Can I have a full tank of petrol for my Skoda?
Seems like a fair exchange !


----------



## jowwy (14 Mar 2022)

Moodyman said:


> You're right, it's not as funny as your £2 a litre one,🤪


i beleive there is a station in london charging 206.9 a litre right now


----------



## Grant Fondo (14 Mar 2022)

no more fancy V Power now, going for the not-cheap 'n' cheerful stuff.


----------



## Ming the Merciless (14 Mar 2022)

Grant Fondo said:


> no more fancy V Power now, going for the not-cheap 'n' cheerful stuff.



Chip shop used oil?


----------



## oldwheels (14 Mar 2022)

Ming the Merciless said:


> Chip shop used oil?


We had one guy here who owned a pub and chip van and he did just that. He mixed it with some diesel but no idea of the proportions. Stank a bit but worked ok. 
He has now gone respectable with a Peugeot van but still wears a boiler suit even tho’ he is probably the richest man on the island. Ex fisherman with a multitude of business interests.


----------



## gavroche (15 Mar 2022)

How many 22 reg new cars have you seen so far? I have only seen one and that was this morning. Are people not buying new cars because of fuel prices or is the shortage delaying demand that much? 
I know mine is not coming till May and it was ordered in mid November.


----------



## gbb (15 Mar 2022)

gavroche said:


> How many 22 reg new cars have you seen so far? I have only seen one and that was this morning. Are people not buying new cars because of fuel prices or is the shortage delaying demand that much?
> I know mine is not coming till May and it was ordered in mid November.

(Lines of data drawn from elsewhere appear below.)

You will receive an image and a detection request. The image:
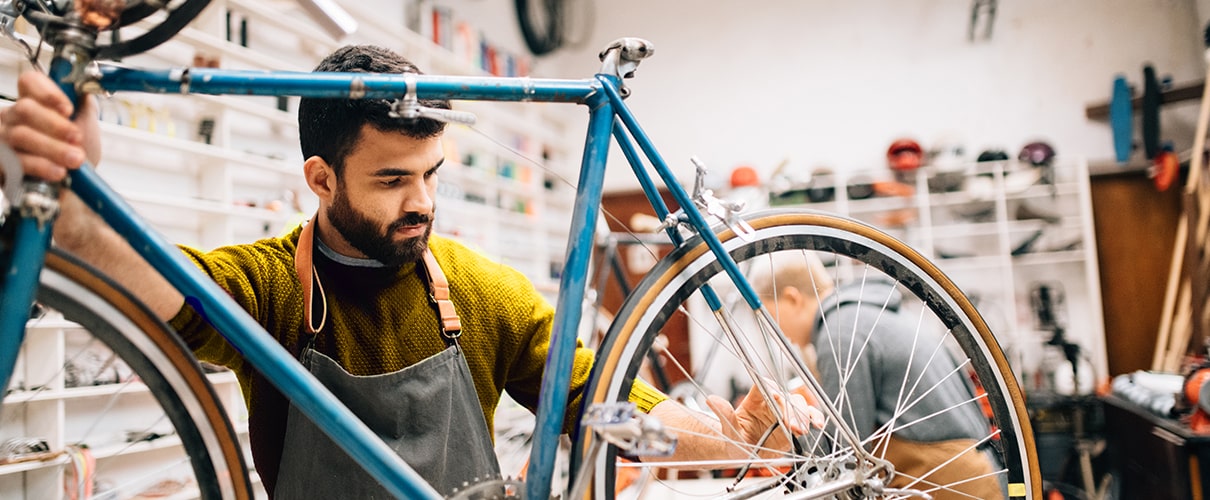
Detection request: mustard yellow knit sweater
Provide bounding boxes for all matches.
[168,225,666,491]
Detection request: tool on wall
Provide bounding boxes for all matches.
[968,0,997,42]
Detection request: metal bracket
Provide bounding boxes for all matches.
[388,73,477,125]
[18,179,63,231]
[688,157,756,242]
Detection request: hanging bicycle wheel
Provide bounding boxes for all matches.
[576,209,1040,499]
[0,249,251,499]
[19,0,211,60]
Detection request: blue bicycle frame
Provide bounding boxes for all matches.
[0,59,765,499]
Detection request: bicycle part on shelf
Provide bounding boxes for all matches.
[12,249,252,499]
[577,210,1039,499]
[389,73,478,125]
[1011,228,1046,256]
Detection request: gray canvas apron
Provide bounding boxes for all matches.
[274,218,500,498]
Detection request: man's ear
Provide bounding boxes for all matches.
[304,156,336,202]
[780,286,806,307]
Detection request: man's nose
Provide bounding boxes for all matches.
[403,180,434,214]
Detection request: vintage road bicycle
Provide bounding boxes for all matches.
[0,1,1040,498]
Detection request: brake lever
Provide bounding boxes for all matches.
[0,10,44,72]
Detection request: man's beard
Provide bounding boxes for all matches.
[328,188,432,267]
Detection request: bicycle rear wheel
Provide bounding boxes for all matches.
[1,249,252,499]
[578,209,1040,499]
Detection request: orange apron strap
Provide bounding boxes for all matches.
[421,250,462,338]
[293,215,327,335]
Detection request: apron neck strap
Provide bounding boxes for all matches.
[418,249,463,344]
[295,216,327,335]
[293,214,462,343]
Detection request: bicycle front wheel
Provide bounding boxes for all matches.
[579,209,1040,499]
[1,249,252,499]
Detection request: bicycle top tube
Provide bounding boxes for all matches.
[97,65,603,104]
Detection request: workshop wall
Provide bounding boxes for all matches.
[424,0,1205,192]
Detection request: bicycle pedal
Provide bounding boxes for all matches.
[581,402,637,428]
[582,403,677,457]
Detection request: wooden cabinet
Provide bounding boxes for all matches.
[1089,166,1184,376]
[1102,394,1210,500]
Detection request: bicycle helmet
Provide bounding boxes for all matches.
[1018,141,1056,166]
[805,167,836,202]
[976,149,1009,162]
[887,139,924,172]
[847,175,876,200]
[930,138,967,172]
[729,165,760,188]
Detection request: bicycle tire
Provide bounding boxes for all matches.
[1,248,252,499]
[577,209,1040,499]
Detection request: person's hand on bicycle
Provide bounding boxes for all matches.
[705,380,823,460]
[0,71,100,184]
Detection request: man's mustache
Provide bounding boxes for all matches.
[388,213,432,232]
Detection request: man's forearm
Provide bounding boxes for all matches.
[643,400,747,466]
[53,190,185,320]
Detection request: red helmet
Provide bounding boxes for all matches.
[887,139,924,172]
[730,165,760,188]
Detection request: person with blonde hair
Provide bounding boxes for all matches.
[750,250,1003,500]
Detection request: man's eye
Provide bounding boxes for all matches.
[381,178,402,187]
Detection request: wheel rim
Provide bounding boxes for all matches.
[0,250,251,499]
[577,210,1039,499]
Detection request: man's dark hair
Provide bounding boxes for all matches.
[298,45,451,177]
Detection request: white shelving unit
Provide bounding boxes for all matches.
[770,158,1107,393]
[0,314,250,500]
[2,1,578,497]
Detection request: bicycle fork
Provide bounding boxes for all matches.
[0,167,62,403]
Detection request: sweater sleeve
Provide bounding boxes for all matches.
[166,236,299,373]
[432,236,668,433]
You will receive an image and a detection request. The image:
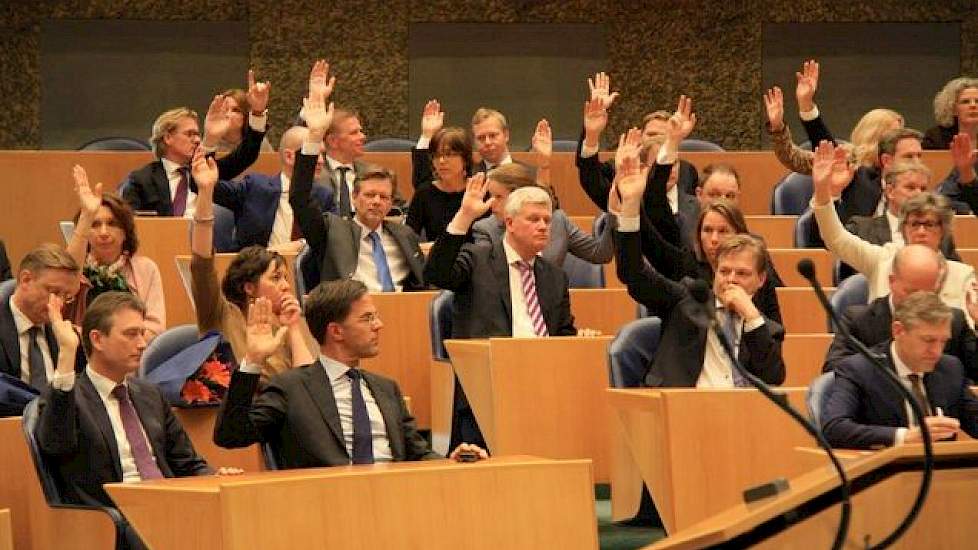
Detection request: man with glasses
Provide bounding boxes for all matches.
[0,244,82,391]
[214,279,486,467]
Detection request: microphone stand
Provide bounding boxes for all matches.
[799,265,933,549]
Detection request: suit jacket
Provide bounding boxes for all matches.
[214,364,440,468]
[615,230,785,387]
[823,298,978,380]
[822,345,978,449]
[123,124,266,216]
[0,240,10,281]
[0,282,83,385]
[212,172,336,250]
[35,372,212,507]
[316,158,376,208]
[290,151,426,290]
[424,233,577,338]
[471,209,615,268]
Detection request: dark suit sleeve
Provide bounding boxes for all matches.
[35,386,80,456]
[800,114,836,147]
[215,122,265,181]
[470,221,493,246]
[678,160,699,195]
[411,147,435,190]
[822,361,898,449]
[944,169,978,216]
[754,268,783,325]
[423,232,474,291]
[213,370,287,448]
[643,162,683,248]
[393,382,441,460]
[615,229,685,317]
[551,267,577,336]
[0,240,10,281]
[405,186,427,238]
[742,319,786,385]
[290,151,330,254]
[121,172,148,212]
[951,310,978,383]
[954,384,978,439]
[159,392,213,476]
[211,177,247,214]
[822,307,863,373]
[574,129,613,212]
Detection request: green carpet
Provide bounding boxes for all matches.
[595,486,665,550]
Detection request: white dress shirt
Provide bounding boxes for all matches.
[352,219,410,292]
[9,299,54,384]
[268,171,295,246]
[502,237,542,338]
[891,342,932,446]
[325,154,356,212]
[885,210,904,246]
[696,300,765,388]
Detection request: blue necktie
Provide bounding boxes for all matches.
[720,309,749,387]
[28,327,47,389]
[346,368,374,464]
[368,231,395,292]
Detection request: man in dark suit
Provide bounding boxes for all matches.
[213,279,486,467]
[613,151,785,387]
[0,244,81,391]
[290,93,425,292]
[210,124,336,251]
[36,292,231,549]
[122,72,270,217]
[824,245,978,379]
[822,291,978,449]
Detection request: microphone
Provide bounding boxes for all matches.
[688,279,714,330]
[796,258,931,549]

Not a single one. When are (were) they on the roads ?


----------



## PeteXXX (15 Mar 2022)

gavroche said:


> How many 22 reg new cars have you seen so far? I have only seen one and that was this morning. Are people not buying new cars because of fuel prices or is the shortage delaying demand that much?
> I know mine is not coming till May and it was ordered in mid November.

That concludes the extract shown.